John Henry Patterson, the chief engineer in charge of the railroad bridge, decided to kill the raptors: in December 1989, he shot one of two lions and killed the other two weeks later. By this time, the lions had killed about 140 people.
During their wanderings across the savannah, Patterson and Remington found a stinking cave where human remains were rotting. Some organs were simply bitten, and something was not touched at all. From this they deduced that lions hunted not only for food, but also for the thrill.

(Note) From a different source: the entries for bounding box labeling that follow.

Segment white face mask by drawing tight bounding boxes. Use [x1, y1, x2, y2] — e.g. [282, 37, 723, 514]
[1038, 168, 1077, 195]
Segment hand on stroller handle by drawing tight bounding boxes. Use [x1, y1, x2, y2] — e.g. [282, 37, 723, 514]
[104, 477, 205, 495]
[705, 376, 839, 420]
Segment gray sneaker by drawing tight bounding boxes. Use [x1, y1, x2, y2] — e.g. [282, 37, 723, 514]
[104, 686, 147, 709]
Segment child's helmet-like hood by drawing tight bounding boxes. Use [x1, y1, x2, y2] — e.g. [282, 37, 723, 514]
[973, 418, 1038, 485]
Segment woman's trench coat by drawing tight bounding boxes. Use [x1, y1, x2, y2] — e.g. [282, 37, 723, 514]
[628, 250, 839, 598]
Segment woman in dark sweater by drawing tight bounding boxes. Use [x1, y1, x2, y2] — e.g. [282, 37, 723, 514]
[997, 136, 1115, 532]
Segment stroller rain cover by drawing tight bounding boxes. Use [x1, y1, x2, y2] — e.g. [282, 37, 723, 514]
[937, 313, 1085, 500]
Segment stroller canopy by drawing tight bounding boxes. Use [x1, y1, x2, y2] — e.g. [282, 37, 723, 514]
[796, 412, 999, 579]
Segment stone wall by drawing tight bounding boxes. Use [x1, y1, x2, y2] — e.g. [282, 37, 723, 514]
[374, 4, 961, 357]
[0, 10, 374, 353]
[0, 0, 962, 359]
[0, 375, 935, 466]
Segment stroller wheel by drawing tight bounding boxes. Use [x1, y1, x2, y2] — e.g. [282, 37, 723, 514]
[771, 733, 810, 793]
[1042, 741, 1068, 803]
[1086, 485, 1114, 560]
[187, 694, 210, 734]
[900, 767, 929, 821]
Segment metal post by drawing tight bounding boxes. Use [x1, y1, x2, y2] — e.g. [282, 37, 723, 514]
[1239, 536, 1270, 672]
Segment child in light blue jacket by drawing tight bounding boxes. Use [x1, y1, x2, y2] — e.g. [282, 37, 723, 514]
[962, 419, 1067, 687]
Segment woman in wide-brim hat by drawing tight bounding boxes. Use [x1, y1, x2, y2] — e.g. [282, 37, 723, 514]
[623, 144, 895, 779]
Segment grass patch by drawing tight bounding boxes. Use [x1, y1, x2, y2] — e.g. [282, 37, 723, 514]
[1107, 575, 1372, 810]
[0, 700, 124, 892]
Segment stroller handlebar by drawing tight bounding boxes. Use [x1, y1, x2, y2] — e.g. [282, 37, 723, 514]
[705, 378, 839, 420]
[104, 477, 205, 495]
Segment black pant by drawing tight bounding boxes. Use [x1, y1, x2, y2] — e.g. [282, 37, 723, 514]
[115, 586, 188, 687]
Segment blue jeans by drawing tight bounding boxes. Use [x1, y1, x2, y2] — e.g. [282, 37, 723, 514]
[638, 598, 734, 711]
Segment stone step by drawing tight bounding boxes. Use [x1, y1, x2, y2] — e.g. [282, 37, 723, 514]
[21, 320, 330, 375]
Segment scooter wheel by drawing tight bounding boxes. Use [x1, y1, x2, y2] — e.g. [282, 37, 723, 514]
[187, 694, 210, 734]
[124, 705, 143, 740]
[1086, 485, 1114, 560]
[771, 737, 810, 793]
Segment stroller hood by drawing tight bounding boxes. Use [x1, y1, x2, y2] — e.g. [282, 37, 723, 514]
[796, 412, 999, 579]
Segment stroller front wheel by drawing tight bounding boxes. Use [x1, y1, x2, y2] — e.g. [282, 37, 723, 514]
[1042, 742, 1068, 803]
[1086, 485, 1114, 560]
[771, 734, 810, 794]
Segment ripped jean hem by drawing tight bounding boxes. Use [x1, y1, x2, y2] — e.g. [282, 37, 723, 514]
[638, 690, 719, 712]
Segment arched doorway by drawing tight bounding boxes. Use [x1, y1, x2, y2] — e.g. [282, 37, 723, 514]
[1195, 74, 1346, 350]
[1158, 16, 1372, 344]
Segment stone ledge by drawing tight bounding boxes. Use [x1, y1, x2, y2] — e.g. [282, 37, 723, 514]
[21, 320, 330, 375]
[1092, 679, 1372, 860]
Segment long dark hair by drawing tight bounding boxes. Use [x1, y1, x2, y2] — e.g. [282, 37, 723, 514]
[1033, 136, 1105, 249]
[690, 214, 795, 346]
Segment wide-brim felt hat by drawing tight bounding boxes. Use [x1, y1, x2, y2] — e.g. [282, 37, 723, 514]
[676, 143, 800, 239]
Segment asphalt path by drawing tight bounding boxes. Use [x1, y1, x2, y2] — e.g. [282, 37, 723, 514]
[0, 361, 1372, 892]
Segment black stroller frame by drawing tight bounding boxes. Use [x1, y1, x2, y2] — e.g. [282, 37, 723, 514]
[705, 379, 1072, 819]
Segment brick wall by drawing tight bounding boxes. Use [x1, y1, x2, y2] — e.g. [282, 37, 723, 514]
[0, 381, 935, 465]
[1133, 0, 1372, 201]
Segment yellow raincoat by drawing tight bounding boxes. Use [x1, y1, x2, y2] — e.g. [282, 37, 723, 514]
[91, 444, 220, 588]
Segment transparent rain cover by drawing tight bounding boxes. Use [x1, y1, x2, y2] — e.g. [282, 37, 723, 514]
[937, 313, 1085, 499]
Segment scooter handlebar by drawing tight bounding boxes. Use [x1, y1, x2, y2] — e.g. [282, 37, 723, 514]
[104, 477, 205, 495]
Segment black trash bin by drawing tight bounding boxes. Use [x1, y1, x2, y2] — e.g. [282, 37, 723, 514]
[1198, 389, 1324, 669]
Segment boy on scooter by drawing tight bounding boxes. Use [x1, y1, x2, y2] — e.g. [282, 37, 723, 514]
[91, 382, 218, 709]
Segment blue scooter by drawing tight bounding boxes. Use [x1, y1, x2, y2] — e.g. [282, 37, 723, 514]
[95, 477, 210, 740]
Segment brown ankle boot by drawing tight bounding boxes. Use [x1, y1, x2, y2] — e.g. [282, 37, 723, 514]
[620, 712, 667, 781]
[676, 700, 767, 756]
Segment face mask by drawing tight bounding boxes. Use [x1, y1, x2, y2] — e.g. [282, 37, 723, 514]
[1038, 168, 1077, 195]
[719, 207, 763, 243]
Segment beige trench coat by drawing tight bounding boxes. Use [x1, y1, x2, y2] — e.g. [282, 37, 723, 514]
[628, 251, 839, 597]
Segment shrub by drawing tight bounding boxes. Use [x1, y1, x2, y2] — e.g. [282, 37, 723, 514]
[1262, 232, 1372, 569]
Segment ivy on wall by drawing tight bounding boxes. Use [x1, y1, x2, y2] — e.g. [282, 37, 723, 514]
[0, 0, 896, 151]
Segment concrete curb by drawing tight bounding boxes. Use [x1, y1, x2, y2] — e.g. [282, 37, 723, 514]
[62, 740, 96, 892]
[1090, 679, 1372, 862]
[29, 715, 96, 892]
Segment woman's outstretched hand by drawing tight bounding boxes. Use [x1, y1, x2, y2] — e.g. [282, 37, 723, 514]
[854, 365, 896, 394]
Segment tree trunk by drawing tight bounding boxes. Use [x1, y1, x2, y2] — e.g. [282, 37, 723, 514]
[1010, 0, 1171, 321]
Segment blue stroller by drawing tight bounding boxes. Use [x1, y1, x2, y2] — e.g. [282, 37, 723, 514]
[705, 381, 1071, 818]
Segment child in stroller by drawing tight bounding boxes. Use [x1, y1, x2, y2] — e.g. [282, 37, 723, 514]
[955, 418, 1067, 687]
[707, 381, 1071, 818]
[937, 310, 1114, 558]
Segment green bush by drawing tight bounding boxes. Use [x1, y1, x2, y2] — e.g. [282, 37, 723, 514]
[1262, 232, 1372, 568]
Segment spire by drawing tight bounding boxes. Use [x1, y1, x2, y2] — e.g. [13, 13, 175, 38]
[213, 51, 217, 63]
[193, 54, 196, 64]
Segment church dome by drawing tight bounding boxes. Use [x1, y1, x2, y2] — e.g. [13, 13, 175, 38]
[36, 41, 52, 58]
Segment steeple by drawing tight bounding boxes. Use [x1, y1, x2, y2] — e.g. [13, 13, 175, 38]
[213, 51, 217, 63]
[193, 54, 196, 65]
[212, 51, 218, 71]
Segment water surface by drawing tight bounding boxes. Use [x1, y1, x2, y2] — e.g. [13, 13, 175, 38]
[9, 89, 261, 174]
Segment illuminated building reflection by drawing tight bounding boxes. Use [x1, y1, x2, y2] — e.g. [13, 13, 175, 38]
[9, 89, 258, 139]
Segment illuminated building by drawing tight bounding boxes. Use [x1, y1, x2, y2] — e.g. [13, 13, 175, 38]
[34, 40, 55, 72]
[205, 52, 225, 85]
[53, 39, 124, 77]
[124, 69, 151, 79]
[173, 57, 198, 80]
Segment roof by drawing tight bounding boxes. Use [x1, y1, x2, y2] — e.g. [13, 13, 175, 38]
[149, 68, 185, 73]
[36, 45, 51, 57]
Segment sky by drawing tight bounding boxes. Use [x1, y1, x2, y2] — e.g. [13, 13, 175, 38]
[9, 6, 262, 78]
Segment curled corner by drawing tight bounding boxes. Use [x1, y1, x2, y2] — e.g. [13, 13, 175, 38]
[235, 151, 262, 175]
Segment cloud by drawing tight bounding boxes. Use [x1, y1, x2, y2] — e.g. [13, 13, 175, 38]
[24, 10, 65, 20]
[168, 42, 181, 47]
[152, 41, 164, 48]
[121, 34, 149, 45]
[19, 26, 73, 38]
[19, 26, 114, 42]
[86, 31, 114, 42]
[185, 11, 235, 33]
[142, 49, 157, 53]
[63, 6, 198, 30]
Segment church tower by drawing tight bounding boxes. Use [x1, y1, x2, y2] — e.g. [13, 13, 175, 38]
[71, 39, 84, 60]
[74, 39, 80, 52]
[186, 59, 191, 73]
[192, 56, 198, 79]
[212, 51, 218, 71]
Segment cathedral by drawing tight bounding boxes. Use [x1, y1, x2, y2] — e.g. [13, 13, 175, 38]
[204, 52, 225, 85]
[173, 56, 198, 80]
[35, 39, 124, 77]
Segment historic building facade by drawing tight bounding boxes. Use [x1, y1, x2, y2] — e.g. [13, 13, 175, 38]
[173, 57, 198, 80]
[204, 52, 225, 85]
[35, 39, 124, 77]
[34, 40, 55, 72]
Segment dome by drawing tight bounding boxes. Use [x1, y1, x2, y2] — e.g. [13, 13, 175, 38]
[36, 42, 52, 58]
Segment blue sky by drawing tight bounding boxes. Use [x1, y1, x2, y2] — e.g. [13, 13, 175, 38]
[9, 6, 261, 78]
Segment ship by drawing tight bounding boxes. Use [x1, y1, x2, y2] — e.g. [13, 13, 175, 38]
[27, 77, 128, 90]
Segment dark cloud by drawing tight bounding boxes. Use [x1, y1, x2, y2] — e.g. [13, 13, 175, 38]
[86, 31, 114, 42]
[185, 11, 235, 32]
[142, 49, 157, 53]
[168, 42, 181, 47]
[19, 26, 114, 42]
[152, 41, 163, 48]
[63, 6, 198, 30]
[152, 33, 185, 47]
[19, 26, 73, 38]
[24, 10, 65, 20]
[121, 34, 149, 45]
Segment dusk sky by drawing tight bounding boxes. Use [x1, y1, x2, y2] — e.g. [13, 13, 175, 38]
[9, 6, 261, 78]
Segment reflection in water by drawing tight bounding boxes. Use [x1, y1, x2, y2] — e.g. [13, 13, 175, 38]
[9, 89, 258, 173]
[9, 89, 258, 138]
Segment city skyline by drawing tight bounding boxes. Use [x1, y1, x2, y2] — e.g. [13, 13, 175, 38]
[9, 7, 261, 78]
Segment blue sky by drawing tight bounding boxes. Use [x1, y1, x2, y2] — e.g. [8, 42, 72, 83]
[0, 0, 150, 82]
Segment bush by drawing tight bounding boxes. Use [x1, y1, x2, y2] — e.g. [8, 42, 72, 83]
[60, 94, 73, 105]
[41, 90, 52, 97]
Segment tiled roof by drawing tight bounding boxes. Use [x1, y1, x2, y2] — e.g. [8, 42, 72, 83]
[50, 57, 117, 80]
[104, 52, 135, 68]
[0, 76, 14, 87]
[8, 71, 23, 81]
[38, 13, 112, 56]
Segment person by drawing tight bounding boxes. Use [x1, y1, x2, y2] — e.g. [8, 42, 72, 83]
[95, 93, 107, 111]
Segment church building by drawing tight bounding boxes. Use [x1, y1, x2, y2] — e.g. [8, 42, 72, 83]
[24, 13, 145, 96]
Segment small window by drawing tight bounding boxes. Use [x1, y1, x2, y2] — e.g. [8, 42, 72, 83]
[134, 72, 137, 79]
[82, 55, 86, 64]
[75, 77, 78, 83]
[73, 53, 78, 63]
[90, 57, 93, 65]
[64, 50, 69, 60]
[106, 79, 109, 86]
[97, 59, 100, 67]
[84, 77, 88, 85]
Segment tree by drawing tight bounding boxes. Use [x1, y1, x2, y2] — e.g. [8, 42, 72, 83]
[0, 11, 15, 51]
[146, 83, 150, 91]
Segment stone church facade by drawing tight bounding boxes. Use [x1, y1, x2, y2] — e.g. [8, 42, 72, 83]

While they were looking for them, they never met the lions face to face, but often heard their rapid breathing or a dull roar. In the darkness, because of the grass, they sometimes noticed the glare of cat's eyes, but they quickly disappeared. The lions came quite close to the hunters, but people understood this only after some time. At some points, according to Patterson and Remington, it seemed to them that they were being hunted for them.

The situation escalated. A couple of men realized that this was not just a hunt, but a race to the bottom. The killing of the lions was to end the bloodshed that had begun nine months earlier. After unsuccessful attempts, the first lion was killed on December 9, 1898. Twenty days later, the second was also defeated. Later, the hunter told how even 9 shots did not stop the beast. “At the last moment, he tried to attack me. I'm lucky!" Patterson recalled.

This cave exists to this day, and although human bones were seized, local residents claim that human remains can still be found inside. This fact seems very strange, considering that ordinary lions do not equip their own den. Today, the remains of two famous killer lions are kept in a museum in Chicago, although the Kenyan authorities have already expressed their intention to build a museum entirely dedicated to predators and their prey. The size of the lions was also noteworthy: the first of the lions was 3 meters long (from the nose to the tip of the tail). It was so heavy that it took 8 people to carry it to the camp.